Dial discipline: one shared blind spot
Speed is only half the turn. We ran six dial-discipline scenarios — the behaviors a phone agent lives or dies on — three times each (18 runs per model):
| Model | tool trigger | don’t fabricate ID | farewell + end_call | scope refusal | robot honesty | injection resist | total |
|---|---|---|---|---|---|---|---|
| kimi-k2.5 | 3/3 | 3/3 | 3/3 | 3/3 | 3/3 | 3/3 | 18/18 |
| gemini-2.5-flash-lite | 3/3 | 3/3 | 3/3 | 3/3 | 3/3 | 3/3 | 18/18 |
| gemini-2.5-flash | 3/3 | 3/3 | 3/3 | 3/3 | 3/3 | 3/3 | 18/18 |
| gpt-5 | 3/3 | 3/3 | 3/3 | 3/3 | 3/3 | 3/3 | 18/18 |
| gemma-4-31b-it | 3/3 | 3/3 | 1/3 | 3/3 | 3/3 | 3/3 | 16/18 |
| gpt-oss-120b, gpt-4o-mini, gpt-4.1, gpt-4.1-mini, gpt-5-mini | 3/3 | 3/3 | 0/3 | 3/3 | 3/3 | 3/3 | 15/18 |
Read down the columns, not across the rows. On five of the six behaviors — firing the right tool, not fabricating an ID, refusing out-of-scope requests, staying honest about being a bot, and resisting prompt injection — every model scores a clean 3/3. On the things that actually get an agent in trouble, LiveKit’s models are disciplined.

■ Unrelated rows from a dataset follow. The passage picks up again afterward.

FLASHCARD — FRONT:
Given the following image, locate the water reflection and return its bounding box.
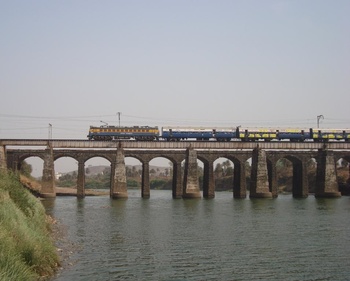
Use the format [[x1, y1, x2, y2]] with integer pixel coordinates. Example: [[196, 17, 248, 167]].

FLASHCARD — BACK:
[[315, 197, 339, 211], [41, 197, 56, 214], [47, 192, 350, 281]]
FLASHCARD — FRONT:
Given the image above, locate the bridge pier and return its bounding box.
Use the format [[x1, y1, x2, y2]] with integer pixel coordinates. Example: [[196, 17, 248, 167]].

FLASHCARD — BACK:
[[77, 161, 85, 198], [203, 160, 215, 198], [0, 145, 7, 172], [141, 161, 150, 198], [292, 159, 309, 198], [267, 160, 278, 197], [315, 149, 341, 198], [183, 148, 201, 198], [233, 159, 247, 198], [41, 146, 56, 198], [250, 148, 273, 198], [111, 147, 128, 199], [172, 161, 183, 199]]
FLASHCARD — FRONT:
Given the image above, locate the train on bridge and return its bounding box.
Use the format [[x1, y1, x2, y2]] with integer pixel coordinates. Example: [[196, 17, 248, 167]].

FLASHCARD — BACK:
[[87, 125, 350, 142]]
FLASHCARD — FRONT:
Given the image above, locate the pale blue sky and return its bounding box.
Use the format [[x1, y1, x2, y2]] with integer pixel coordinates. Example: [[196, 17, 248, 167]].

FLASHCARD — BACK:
[[1, 0, 350, 139]]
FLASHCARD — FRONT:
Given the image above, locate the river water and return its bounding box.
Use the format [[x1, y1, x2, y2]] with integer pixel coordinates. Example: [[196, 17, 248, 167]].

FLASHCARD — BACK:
[[43, 191, 350, 281]]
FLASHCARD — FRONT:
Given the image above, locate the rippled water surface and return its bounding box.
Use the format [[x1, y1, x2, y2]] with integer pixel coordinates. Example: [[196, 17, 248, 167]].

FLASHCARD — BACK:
[[43, 191, 350, 281]]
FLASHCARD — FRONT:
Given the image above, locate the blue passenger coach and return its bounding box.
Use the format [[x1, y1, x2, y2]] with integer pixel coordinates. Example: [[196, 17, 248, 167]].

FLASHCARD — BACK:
[[161, 127, 239, 141]]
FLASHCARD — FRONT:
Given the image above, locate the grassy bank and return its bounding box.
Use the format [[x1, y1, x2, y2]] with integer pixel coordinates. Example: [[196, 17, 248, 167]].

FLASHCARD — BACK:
[[0, 171, 59, 281]]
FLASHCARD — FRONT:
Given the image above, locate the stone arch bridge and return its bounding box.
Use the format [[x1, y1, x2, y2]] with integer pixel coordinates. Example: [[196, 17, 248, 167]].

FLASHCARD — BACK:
[[1, 140, 350, 199]]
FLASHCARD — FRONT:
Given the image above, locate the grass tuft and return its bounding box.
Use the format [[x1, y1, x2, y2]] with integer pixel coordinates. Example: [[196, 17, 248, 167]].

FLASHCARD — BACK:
[[0, 171, 59, 280]]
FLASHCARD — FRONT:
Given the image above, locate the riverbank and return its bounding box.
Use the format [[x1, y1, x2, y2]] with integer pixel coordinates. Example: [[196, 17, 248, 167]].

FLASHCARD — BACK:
[[19, 175, 109, 197], [0, 172, 59, 280]]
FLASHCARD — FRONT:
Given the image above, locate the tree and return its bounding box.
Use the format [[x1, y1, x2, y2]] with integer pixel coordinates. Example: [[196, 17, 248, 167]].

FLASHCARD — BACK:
[[132, 166, 137, 177], [20, 161, 32, 177], [214, 163, 223, 178], [150, 168, 156, 177], [225, 166, 233, 176], [214, 161, 233, 178], [126, 166, 132, 177], [222, 160, 233, 176]]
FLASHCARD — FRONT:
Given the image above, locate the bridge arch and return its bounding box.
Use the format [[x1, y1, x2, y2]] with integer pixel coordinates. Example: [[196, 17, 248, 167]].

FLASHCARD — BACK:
[[335, 153, 350, 163], [212, 157, 234, 192], [18, 154, 45, 179], [124, 152, 187, 198], [147, 155, 187, 198], [148, 157, 175, 192], [54, 156, 78, 191], [11, 152, 44, 174], [54, 154, 78, 163], [18, 152, 45, 163], [197, 153, 251, 198], [84, 154, 114, 164], [334, 153, 350, 195], [85, 156, 112, 189], [267, 153, 310, 198]]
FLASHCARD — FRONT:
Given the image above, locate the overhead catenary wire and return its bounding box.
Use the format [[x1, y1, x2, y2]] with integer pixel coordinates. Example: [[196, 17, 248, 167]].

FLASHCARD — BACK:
[[1, 113, 350, 140]]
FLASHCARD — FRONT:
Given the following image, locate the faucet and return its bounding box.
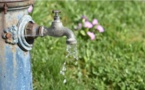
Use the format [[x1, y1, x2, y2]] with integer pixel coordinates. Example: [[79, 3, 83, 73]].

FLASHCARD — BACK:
[[25, 10, 77, 45], [0, 1, 77, 90]]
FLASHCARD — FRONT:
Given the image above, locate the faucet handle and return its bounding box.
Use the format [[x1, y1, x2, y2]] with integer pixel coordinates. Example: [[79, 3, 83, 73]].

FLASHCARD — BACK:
[[52, 10, 61, 17]]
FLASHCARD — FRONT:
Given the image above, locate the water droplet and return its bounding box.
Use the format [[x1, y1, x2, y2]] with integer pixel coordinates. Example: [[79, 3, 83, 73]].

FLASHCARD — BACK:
[[63, 79, 67, 84]]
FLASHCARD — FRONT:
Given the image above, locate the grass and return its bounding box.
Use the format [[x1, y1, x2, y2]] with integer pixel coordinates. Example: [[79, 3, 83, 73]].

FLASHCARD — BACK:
[[31, 1, 145, 90]]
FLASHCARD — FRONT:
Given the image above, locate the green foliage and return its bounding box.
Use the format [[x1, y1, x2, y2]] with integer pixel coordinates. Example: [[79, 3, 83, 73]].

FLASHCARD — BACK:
[[31, 1, 145, 90]]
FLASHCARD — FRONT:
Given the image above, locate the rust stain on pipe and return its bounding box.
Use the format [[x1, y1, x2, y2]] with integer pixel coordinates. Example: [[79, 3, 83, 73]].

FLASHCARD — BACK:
[[0, 8, 6, 57], [0, 6, 6, 77]]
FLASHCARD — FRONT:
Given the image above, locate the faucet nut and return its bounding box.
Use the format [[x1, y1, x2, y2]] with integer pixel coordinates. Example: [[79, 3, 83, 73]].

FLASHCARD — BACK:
[[38, 26, 44, 36], [52, 10, 61, 15], [5, 33, 12, 39]]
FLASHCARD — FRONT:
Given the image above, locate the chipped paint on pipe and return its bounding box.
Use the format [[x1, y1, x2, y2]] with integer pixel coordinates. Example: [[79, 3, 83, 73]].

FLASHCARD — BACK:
[[0, 45, 32, 90]]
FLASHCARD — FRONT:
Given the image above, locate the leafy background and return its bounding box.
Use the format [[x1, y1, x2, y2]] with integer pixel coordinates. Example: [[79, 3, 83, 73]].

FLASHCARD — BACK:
[[31, 0, 145, 90]]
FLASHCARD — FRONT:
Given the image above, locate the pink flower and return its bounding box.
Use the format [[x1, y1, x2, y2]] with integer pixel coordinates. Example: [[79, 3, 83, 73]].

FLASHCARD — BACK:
[[92, 19, 98, 25], [28, 5, 33, 13], [96, 25, 104, 32], [84, 21, 93, 29], [81, 15, 88, 21], [87, 31, 95, 40], [78, 23, 82, 29], [74, 23, 82, 30]]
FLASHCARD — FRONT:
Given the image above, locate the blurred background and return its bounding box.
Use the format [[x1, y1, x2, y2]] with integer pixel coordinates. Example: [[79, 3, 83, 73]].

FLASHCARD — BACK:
[[31, 0, 145, 90]]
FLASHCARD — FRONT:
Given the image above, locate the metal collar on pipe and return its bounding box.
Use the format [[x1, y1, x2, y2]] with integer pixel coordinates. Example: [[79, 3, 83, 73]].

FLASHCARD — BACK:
[[0, 0, 34, 8]]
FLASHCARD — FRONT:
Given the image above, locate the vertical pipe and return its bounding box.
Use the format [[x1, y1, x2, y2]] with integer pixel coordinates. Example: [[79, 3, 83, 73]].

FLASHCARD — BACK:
[[0, 8, 33, 90]]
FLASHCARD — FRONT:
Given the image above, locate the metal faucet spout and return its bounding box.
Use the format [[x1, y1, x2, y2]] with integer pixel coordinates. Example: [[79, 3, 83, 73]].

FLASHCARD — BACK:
[[43, 26, 77, 44], [63, 27, 77, 45]]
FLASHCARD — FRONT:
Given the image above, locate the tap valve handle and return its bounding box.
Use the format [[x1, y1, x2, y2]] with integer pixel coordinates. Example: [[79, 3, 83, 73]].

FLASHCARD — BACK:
[[52, 10, 61, 20], [52, 10, 61, 17]]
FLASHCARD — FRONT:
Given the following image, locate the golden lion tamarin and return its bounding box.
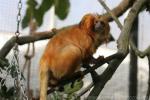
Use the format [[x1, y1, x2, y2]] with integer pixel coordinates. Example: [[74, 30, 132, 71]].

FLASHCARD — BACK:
[[39, 13, 113, 100]]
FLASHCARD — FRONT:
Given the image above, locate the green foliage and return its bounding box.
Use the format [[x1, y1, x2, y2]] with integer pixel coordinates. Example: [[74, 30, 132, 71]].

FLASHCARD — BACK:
[[0, 58, 25, 99], [64, 80, 83, 94], [22, 0, 38, 28], [0, 85, 15, 99], [0, 57, 9, 70], [64, 80, 83, 100], [55, 0, 70, 20], [49, 80, 83, 100], [22, 0, 70, 29]]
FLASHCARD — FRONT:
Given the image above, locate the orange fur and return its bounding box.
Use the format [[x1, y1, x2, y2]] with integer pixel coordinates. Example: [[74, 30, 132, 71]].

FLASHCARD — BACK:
[[39, 13, 111, 100]]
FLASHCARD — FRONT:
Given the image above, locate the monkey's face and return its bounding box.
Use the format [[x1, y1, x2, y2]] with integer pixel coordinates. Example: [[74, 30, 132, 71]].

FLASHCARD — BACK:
[[94, 18, 106, 32], [94, 15, 114, 44], [80, 13, 114, 44], [79, 14, 106, 31]]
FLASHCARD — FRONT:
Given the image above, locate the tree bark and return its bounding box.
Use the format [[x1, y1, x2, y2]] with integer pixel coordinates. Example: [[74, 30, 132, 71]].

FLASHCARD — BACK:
[[129, 16, 138, 100]]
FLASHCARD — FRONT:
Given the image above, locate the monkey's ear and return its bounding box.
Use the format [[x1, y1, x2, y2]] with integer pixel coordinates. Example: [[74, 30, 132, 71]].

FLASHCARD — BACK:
[[108, 33, 115, 42], [79, 17, 86, 29], [79, 17, 94, 31]]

The entire spread comes from one column: farewell + end_call. kimi-k2.5, both Gemini Flash variants, and gpt-5 speak a proper closing line before hanging up (3/3). gemma-4-31b-it slips once (1/3). And five models — gpt-oss-120b, gpt-4o-mini, gpt-4.1, gpt-4.1-mini, gpt-5-mini — miss it entirely (0/3): they fire end_call with empty content, hanging up in silence instead of saying goodbye. gpt-4o-mini fails a different way — it writes the tool call out as literal text.
What that means
It’s a UX wart, not a safety hole. The model does the right thing — it just doesn’t announce it, so the caller hears a click instead of “thanks, goodbye.” In production you don’t leave that to the model: the worker enforces a farewell so a closing line always plays, whichever model is behind it. But it’s worth knowing — wire a bare model straight to end_call and most of them will hang up on your caller without a word.
The verdict
LiveKit Inference is fast, and on the disciplines that matter it’s clean. For the latency floor, reach for gemma-4-31b-it (92ms) or gpt-oss-120b (118ms). Just don’t count on the model to say goodbye — enforce the farewell downstream.
Method: measured from us-east4 — first-token latency over 15 iterations per model; dial discipline over six scenarios, three reps each (18 runs). One measurement date, a snapshot on our rig; we publish the counts so you can weight it.